In Paul Ericksen’s book, “Better Business: Breaking Down the Walls of the Purchasing Silo,” Paul looks at the idea that purchasing isn’t integrated into the overall enterprise at most Original Equipment Manufacturers (OEM)s, and, as a result, the function’s positive contribution to the bottom line is dampened or, at the extreme, stifled. Paul explains how lean supply chain performance can lead to better business by impacting executive-level performance metrics.
This article published by Industry Week summarizes some of the key discussions from Paul’s book including:
- OEM customer fill rates – In Paul’s experience, not many purchasing personnel are aware of their employer’s customer-fill-rate goals and performance. However this is an important metric to know because it ties a company to its customer base.

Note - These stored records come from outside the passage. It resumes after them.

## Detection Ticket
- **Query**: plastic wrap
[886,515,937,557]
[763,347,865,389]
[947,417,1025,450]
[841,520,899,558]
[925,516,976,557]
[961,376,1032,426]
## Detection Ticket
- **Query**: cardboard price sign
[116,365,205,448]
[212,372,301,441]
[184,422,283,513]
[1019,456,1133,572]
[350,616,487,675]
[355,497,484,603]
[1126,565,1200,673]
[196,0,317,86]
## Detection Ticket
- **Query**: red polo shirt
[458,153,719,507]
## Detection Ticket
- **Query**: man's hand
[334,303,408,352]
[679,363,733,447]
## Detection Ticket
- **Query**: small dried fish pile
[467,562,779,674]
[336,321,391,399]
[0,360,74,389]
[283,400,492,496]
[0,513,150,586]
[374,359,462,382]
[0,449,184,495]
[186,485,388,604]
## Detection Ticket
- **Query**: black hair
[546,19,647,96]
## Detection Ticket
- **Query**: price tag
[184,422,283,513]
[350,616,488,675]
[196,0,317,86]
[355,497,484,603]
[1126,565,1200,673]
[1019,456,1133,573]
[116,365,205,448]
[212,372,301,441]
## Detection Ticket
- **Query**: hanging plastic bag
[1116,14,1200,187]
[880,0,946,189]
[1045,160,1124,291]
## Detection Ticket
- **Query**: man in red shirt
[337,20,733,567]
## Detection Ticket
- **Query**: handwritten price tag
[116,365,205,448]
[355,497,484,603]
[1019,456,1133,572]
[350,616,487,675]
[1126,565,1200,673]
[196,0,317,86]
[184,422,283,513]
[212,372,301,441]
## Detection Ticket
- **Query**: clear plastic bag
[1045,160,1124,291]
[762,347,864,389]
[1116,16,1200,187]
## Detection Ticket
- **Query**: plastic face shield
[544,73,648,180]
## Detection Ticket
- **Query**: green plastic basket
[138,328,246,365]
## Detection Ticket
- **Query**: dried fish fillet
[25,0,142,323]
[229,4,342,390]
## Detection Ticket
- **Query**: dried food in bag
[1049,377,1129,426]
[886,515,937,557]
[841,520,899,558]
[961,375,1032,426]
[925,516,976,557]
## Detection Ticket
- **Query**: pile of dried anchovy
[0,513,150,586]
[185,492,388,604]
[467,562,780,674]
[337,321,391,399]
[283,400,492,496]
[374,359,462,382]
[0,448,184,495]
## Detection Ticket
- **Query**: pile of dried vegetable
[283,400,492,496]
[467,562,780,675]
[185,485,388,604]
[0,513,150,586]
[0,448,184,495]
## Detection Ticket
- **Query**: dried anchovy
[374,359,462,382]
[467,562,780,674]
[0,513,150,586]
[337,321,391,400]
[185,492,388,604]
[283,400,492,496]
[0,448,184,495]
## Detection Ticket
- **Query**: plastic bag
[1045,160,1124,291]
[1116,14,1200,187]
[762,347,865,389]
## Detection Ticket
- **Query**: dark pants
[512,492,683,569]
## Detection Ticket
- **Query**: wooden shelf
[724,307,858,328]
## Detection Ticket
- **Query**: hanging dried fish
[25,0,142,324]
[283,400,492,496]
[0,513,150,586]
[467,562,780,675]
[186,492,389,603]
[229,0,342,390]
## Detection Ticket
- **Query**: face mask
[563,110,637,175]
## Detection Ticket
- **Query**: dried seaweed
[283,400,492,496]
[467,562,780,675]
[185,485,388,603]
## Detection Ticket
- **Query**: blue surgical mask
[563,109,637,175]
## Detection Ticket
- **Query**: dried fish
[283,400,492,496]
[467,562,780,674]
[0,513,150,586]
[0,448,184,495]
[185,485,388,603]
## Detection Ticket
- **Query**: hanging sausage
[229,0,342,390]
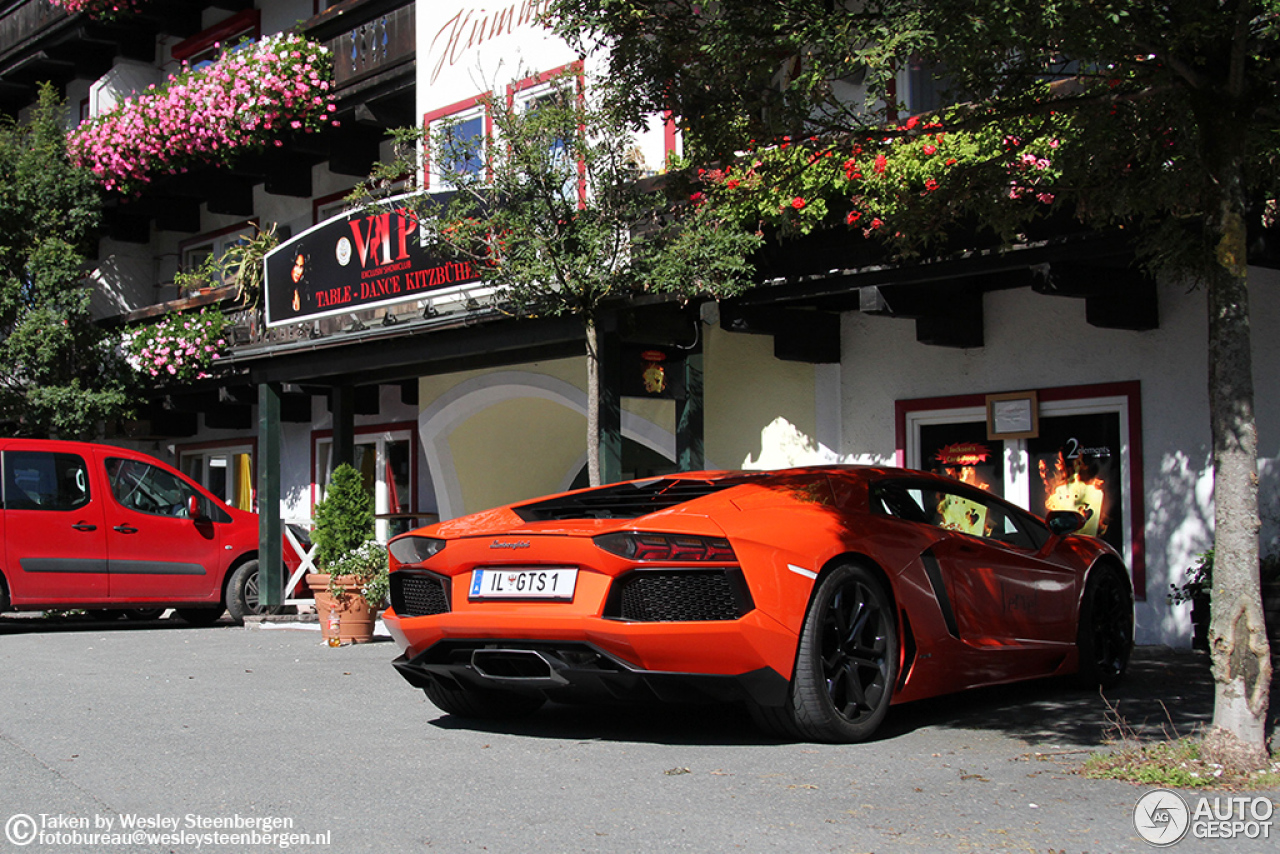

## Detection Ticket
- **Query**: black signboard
[264,198,480,326]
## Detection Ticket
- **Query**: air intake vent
[604,568,754,622]
[390,572,449,617]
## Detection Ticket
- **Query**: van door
[0,448,109,607]
[101,452,225,603]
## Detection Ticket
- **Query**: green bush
[312,462,374,572]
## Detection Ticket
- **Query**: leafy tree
[552,0,1280,764]
[0,86,128,438]
[360,74,760,485]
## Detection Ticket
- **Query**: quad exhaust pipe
[471,649,568,688]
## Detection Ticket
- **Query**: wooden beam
[257,383,284,607]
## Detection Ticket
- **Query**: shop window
[422,96,493,189]
[178,220,257,287]
[178,444,255,512]
[897,383,1146,599]
[507,63,586,201]
[311,424,417,543]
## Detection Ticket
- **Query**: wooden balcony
[301,0,417,129]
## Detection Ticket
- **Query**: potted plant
[316,539,390,644]
[307,463,385,645]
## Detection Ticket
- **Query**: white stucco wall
[841,268,1280,645]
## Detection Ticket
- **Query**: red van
[0,439,298,625]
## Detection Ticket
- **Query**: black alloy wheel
[791,565,899,743]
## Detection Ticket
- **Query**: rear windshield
[512,475,762,522]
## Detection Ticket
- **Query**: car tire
[124,608,165,621]
[1075,563,1133,688]
[790,563,899,744]
[227,561,282,626]
[422,680,547,721]
[177,608,223,626]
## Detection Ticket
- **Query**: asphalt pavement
[0,617,1280,854]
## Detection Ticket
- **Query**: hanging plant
[67,33,338,193]
[120,307,232,382]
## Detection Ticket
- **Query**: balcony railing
[302,0,417,99]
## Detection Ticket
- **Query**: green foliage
[328,539,390,611]
[1080,737,1280,791]
[1167,549,1280,604]
[311,462,375,572]
[0,87,129,438]
[120,307,232,383]
[372,70,759,320]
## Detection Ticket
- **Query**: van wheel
[124,608,164,621]
[790,563,899,744]
[227,561,280,626]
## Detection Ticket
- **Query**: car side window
[106,457,198,519]
[938,483,1037,549]
[4,451,90,512]
[872,483,929,522]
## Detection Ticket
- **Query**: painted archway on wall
[417,371,676,520]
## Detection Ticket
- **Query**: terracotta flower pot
[307,574,378,644]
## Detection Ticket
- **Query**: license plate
[468,566,577,599]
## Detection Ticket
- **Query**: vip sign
[265,200,480,326]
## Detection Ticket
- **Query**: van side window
[106,457,198,519]
[3,451,90,512]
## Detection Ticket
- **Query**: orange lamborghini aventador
[385,466,1133,741]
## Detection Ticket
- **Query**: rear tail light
[594,531,737,563]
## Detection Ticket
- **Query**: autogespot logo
[1133,789,1192,848]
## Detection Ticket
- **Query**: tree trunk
[1207,161,1271,767]
[585,314,600,487]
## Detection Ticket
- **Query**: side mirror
[1044,510,1084,536]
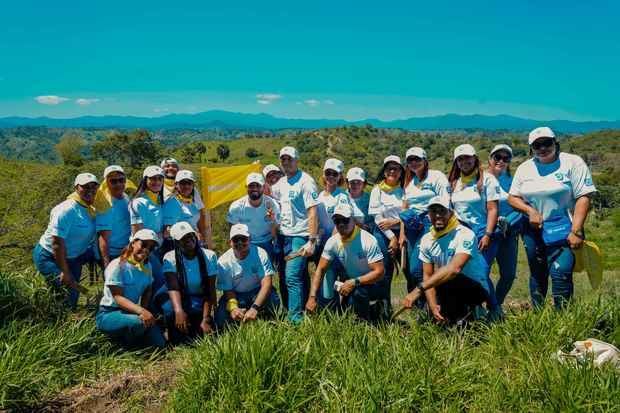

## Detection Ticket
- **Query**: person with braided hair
[158,221,217,344]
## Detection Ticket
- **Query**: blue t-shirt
[95,194,131,256]
[99,258,153,307]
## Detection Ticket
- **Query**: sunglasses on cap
[532,138,555,151]
[332,215,351,225]
[493,152,512,163]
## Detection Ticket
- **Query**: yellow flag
[200,162,262,209]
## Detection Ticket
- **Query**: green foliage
[92,129,163,168]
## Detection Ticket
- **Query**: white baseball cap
[159,158,179,168]
[405,146,427,159]
[170,221,196,241]
[428,196,450,210]
[103,165,125,179]
[383,155,402,165]
[489,143,512,156]
[245,172,265,186]
[323,158,344,174]
[73,172,99,186]
[454,143,476,159]
[129,228,160,245]
[332,203,353,218]
[263,163,282,178]
[527,126,555,145]
[279,146,299,159]
[228,224,250,239]
[174,169,196,182]
[142,165,164,178]
[347,166,366,182]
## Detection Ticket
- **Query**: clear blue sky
[0,0,620,120]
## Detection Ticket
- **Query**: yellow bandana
[67,192,95,218]
[431,214,459,239]
[144,189,159,205]
[127,256,151,275]
[379,180,400,193]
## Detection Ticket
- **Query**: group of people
[33,127,596,347]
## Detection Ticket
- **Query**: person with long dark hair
[508,127,596,308]
[368,155,405,303]
[162,221,217,344]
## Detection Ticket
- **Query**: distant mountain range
[0,110,620,133]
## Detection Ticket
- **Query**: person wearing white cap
[313,158,364,308]
[273,146,319,323]
[399,147,450,294]
[403,196,490,324]
[448,143,501,317]
[226,172,280,262]
[263,164,284,198]
[508,127,596,308]
[306,203,389,321]
[163,169,208,243]
[368,155,405,297]
[155,220,217,344]
[129,165,168,291]
[95,165,131,268]
[215,224,279,331]
[95,229,166,348]
[347,167,375,232]
[32,173,99,308]
[487,144,523,305]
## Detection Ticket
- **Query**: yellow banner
[200,162,262,209]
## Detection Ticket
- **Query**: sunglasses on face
[532,138,555,151]
[493,153,512,163]
[333,216,351,225]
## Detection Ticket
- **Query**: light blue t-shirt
[95,194,131,256]
[217,245,275,293]
[321,229,383,278]
[163,196,200,231]
[129,195,164,236]
[405,169,450,214]
[99,257,153,307]
[162,248,217,295]
[451,173,500,234]
[39,199,95,258]
[419,224,489,294]
[510,152,596,221]
[274,171,319,237]
[226,195,280,244]
[317,188,364,238]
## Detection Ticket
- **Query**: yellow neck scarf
[144,189,159,205]
[67,192,96,218]
[177,193,194,205]
[127,255,151,275]
[339,225,360,250]
[379,180,400,193]
[431,214,459,239]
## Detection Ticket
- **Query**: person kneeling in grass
[403,197,490,324]
[96,229,166,348]
[306,204,389,321]
[215,224,279,331]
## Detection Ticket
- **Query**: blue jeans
[95,307,166,348]
[32,244,94,309]
[283,236,310,323]
[495,233,519,305]
[215,287,280,331]
[523,225,575,309]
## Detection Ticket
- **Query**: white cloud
[34,95,69,105]
[75,98,101,106]
[256,93,282,105]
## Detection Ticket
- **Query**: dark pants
[435,274,487,324]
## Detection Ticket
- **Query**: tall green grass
[168,300,620,412]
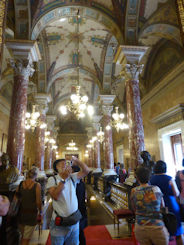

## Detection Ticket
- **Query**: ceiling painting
[144,0,168,19]
[139,24,181,46]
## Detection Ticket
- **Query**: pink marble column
[34,93,51,171]
[7,59,34,171]
[94,140,101,169]
[52,149,56,162]
[126,64,145,169]
[44,142,52,170]
[100,95,116,175]
[35,114,46,171]
[114,45,148,170]
[103,111,114,169]
[88,148,93,168]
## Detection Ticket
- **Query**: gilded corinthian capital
[125,64,144,80]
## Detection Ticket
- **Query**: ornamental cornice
[9,59,35,80]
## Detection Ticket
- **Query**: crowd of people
[131,159,184,245]
[0,151,184,245]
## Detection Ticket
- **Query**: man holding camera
[47,157,89,245]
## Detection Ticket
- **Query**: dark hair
[154,160,167,174]
[72,165,80,173]
[27,167,38,179]
[53,158,65,173]
[135,165,151,184]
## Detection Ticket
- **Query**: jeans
[50,220,79,245]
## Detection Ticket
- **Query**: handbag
[54,209,82,226]
[162,210,177,235]
[8,181,23,217]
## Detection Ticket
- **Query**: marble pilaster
[45,115,56,171]
[100,95,116,175]
[115,46,148,169]
[86,127,93,170]
[35,94,50,171]
[93,116,102,173]
[6,40,40,171]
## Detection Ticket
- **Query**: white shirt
[47,173,79,219]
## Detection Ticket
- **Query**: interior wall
[0,96,10,153]
[141,60,184,160]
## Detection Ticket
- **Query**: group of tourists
[0,152,184,245]
[131,159,184,245]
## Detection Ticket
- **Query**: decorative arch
[139,23,182,46]
[31,4,123,43]
[143,40,184,91]
[47,65,102,93]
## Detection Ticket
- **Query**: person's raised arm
[169,179,180,198]
[72,157,90,179]
[0,195,10,216]
[48,182,65,201]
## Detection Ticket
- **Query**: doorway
[158,120,184,177]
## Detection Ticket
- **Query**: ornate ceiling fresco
[2,0,181,131]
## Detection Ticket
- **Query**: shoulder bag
[8,181,23,217]
[161,209,177,235]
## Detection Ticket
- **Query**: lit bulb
[79,104,86,111]
[112,113,119,120]
[79,112,85,118]
[106,125,111,130]
[81,95,88,103]
[40,123,47,129]
[70,94,80,104]
[25,125,31,129]
[26,112,31,118]
[30,119,36,126]
[59,105,67,115]
[119,113,125,119]
[88,105,94,116]
[59,18,66,22]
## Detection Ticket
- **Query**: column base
[124,170,136,186]
[93,168,102,174]
[102,169,117,176]
[45,168,54,177]
[92,168,102,191]
[37,170,46,179]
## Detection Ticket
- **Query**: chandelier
[25,105,47,131]
[60,85,94,120]
[97,127,104,143]
[106,107,129,132]
[84,150,89,158]
[45,131,58,150]
[66,140,78,151]
[59,10,94,120]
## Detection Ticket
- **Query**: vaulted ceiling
[2,0,181,132]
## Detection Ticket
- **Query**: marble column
[100,95,116,175]
[0,0,8,77]
[93,116,102,173]
[35,94,50,172]
[6,40,40,172]
[115,46,148,170]
[45,115,56,173]
[86,127,93,171]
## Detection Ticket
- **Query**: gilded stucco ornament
[9,59,35,80]
[0,153,19,184]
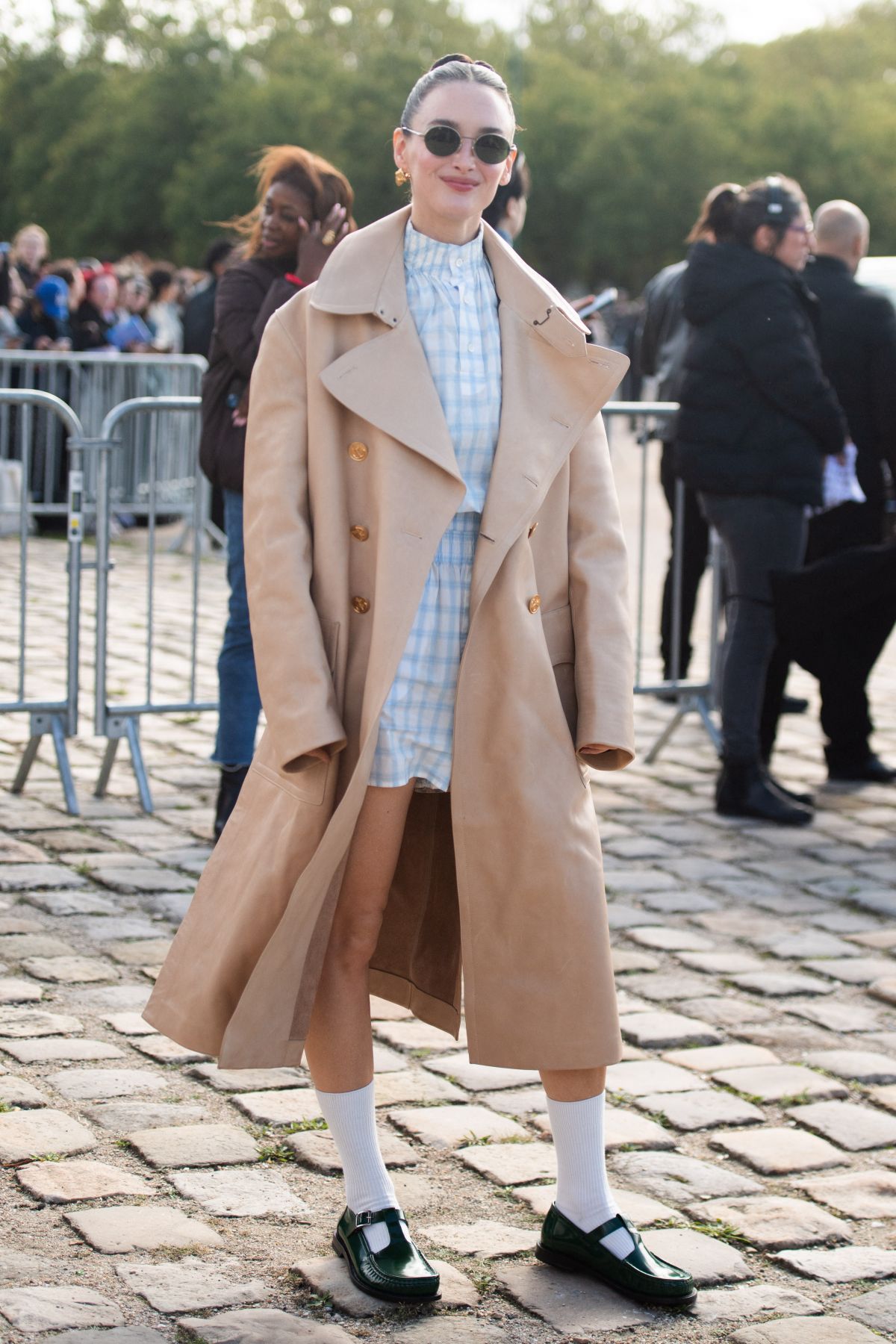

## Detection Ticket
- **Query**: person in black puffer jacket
[676,176,849,825]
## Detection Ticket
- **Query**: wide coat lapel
[311,208,461,480]
[311,207,629,613]
[470,225,629,613]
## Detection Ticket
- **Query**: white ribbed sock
[316,1083,398,1253]
[548,1092,634,1260]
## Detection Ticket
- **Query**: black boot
[716,759,814,827]
[215,765,249,841]
[760,761,815,808]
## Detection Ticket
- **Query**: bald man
[762,200,896,783]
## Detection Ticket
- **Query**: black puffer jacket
[676,243,847,504]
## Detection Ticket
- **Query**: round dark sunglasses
[402,126,513,164]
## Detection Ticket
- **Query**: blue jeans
[212,491,262,766]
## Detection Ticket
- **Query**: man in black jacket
[763,200,896,783]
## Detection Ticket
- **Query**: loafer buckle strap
[352,1207,407,1231]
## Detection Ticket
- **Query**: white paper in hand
[822,442,865,508]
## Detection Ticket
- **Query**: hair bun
[430,51,494,74]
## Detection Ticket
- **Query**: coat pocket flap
[541,605,575,667]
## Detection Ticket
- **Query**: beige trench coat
[145,210,632,1068]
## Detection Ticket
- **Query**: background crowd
[0,223,234,356]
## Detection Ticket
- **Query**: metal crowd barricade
[0,388,90,816]
[0,349,207,532]
[94,396,217,812]
[603,402,723,765]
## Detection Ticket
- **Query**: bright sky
[462,0,857,42]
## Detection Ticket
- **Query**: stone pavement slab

- Pre-built, pre-positioned finished goods inventory – While a larger percentage of OEM factories have focused on increasing their own capability to support varying customer demand, they have applied few resources to facilitating or understanding their supply chains’ ability to do so.
- Supplier “true” lead times – Quoted lead times rarely match true lead times and should be based on the actual factor physics (the time it would take to satisfy an unexpected customer order).
- Supplier part-specific capacity – OEMs need to understand that supplier capacity is based not only on the supplier’s own forecasts and error, but that available capacity is related to the supplier’s other customers’ forecasts and errors as well.